DIP 1025--Dynamic Arrays Only Shrink, Never Grow--Community Review Round 1
Steven Schveighoffer
schveiguy at gmail.com
Mon Nov 11 17:30:25 UTC 2019
On 11/11/19 12:12 PM, Ola Fosheim Grøstad wrote:
> On Monday, 11 November 2019 at 17:00:07 UTC, Steven Schveighoffer wrote:
>> No, you are misunderstanding a lot here.
>
> This is nitpicking.
>
Sorry, I'm not sure why it's nitpicking. The example shown does not show
what the author wanted it to show.
When you have a function:
void f(int x[]) @safe pure nothrow
{
x ~= 0;
}
There is no way to call that function in a way that will break safety,
or alter any external data. It's pure, only the shallowly passed in
slice is affected, nothing outside. This is truly a misunderstanding by
the author (Uknown) of what a slice actually is.

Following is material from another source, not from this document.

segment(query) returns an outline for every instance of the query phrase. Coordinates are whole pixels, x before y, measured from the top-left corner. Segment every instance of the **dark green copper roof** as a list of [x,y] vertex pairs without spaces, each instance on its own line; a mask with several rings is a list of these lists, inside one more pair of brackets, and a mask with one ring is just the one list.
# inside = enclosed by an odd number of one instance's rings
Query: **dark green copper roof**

The original example in the DIP shows more of a problem, but @nogc is
certainly a solution there, which is why people are bringing it up.

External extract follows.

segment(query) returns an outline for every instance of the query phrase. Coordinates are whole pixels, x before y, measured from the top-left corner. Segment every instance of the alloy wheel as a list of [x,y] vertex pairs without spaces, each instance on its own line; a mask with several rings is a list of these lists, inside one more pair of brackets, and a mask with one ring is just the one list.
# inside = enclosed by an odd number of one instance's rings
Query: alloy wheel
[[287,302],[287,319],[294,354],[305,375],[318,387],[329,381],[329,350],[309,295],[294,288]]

> If you are going to have a good story with interfacing with C++
> libraries and frameworks... you don't want this to fail accidentally:
>
> ownerpointer = normalize(initialize(allocate()))
>
> Where normalize is a D function that calls other GC library code that is
> well-behaving, except the one that accidentally grows the slice because
> it works in the library-author's pure GC code.
True, GC-using code could be valid to call if it doesn't affect your
type. But @nogc IS a valid way to use slices and ensure that they never
use the GC to grow.
But in fact, a better solution is to make sure the TYPE prevents it, and
we absolutely have the mechanisms today to do this. An opt-in type
(ironically, such as Array), would be sufficient to make sure you can
still call gc-using code, without mucking with your type's ability to
free the original pointer.
If the DIP said it wanted to introduce a type that enforces it will
always point to the resource that is managed, that would be fine. It
just can't overtake T[] to mean that. It's way way too disruptive. I'd
be fine with new syntax as well (like T[new] or whatnot).